Interprofessional Geriatrics Education Program: Train the Trainer Pilot Model
|Balogun SA1*, Fletcher K2 and Bradley EB3|
|1Division of General Medicine, Geriatrics/Palliative Care, University of Virginia Health System, USA|
|2Director Geriatric Nurse Clinical Practice Program Riverside Health System, University of Virginia, USA|
|3University of Virginia School of Medicine, USA|
|Corresponding Author :||Seki AB
Department of Internal Medicine
Division of General Medicine, Geriatrics/Palliative Care
University of Virginia Health System
P.O. Box 800901 Charlottesville, VA, USA
E-mail: [email protected]
|Received April 21, 2014; Accepted June 23, 2014; Published June 25, 2014|
|Citation: Balogun SA, Fletcher K, Bradley EB (2014) Interprofessional Geriatrics Education Program: Train the Trainer Pilot Model.
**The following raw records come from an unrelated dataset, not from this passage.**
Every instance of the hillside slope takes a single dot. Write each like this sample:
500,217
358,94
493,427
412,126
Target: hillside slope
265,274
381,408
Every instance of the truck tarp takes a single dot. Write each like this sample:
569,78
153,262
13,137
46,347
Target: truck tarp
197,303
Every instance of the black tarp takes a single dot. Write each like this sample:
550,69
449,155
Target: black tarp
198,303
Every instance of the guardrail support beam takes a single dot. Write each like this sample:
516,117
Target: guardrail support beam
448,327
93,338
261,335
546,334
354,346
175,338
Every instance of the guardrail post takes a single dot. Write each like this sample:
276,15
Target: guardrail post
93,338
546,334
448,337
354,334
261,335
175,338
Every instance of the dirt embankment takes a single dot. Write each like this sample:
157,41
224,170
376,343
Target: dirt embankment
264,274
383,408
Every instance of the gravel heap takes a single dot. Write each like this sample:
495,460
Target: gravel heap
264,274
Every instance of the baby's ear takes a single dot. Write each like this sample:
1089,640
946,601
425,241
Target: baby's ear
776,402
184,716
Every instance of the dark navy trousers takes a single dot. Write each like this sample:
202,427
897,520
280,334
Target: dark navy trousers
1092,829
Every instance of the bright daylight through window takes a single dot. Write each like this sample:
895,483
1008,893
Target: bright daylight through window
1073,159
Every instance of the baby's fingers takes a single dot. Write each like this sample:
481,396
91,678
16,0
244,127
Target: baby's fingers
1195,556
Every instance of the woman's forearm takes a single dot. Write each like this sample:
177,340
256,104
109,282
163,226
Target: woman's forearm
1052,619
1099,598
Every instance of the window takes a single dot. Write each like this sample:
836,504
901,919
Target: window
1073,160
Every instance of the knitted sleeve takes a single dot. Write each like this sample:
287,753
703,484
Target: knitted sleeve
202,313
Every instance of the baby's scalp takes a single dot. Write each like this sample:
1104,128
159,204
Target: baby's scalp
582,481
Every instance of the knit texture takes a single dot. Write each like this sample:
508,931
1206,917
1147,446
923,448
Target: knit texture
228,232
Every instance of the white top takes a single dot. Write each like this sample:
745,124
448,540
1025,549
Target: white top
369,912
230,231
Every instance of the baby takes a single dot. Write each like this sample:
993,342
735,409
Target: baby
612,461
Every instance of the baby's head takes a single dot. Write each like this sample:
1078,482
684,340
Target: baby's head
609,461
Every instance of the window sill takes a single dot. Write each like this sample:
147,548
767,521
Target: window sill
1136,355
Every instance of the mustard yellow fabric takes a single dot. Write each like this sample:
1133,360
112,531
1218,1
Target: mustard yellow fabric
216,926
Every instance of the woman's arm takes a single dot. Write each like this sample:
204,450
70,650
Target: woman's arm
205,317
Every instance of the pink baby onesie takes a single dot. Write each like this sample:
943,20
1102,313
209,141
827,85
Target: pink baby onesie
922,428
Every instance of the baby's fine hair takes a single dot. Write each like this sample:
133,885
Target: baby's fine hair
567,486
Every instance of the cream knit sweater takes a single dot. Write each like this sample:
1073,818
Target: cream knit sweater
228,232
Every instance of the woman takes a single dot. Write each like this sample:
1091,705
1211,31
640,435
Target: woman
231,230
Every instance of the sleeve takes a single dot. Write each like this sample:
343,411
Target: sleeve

J Gerontol Geriat Res 3:161. doi:10.4172/2167-7182.1000161|
|Copyright: © 2014 Balogun SA, et al. This is an open-access article distributed under the terms of the Creative Commons Attribution License, which permits unrestricted use, distribution, and reproduction in any medium, provided the original author and source are credited.|
Background: With the rapid aging of the U.S. population, the proportion of elderly adults far exceeds the capacity of geriatric trained health professionals for care. As a result of this critical shortage, health professionals without formal training in geriatrics, mostly provide care in the elderly. We developed and implemented an Interprofessional Geriatrics Education (IPGE) pilot program for non-geriatric trained clinical health professionals to foster enhanced knowledge and skills in geriatric care. In addition, we utilized a Train-The-Trainer (TTT) model in which participants will then disseminate these best practice principles to others.
Methods: As an initiative of the Virginia Geriatric Education Center, ten health professionals from four disciplines were enrolled in the 40–hour comprehensive, longitudinal educational program using both on line and in class format, with a focus on falls, geriatric syndromes, and transitions in geriatric care, pharmacotherapy and the development of a dissemination project. Participant feedback was through the online platform and exit interviews.
Results: One hundred percent of participants stated that the content met their educational needs, and 81% stated that they intend to make a practice change as a result of the program. On a 5-point Likert scale (poor=1, excellent=5), the participants rated the effectiveness of the teaching sessions (average: 4.6/5.0), the faculty (average: 4.7/5.0), the presentations (4.4/5.0), the syllabi (average: 4.4/5.0), and the use of audio-visuals (average: 4.3/5.0). Overall, participants enhanced their knowledge of clinical geriatric care. They also developed proposals of dissemination projects.
Conclusion: IPGE can be a useful tool in improving geriatric care and provides a meaningful way to train practitioners from multiple disciplines at the same time, who then train others, in an effort to address the shortage in geriatric care providers.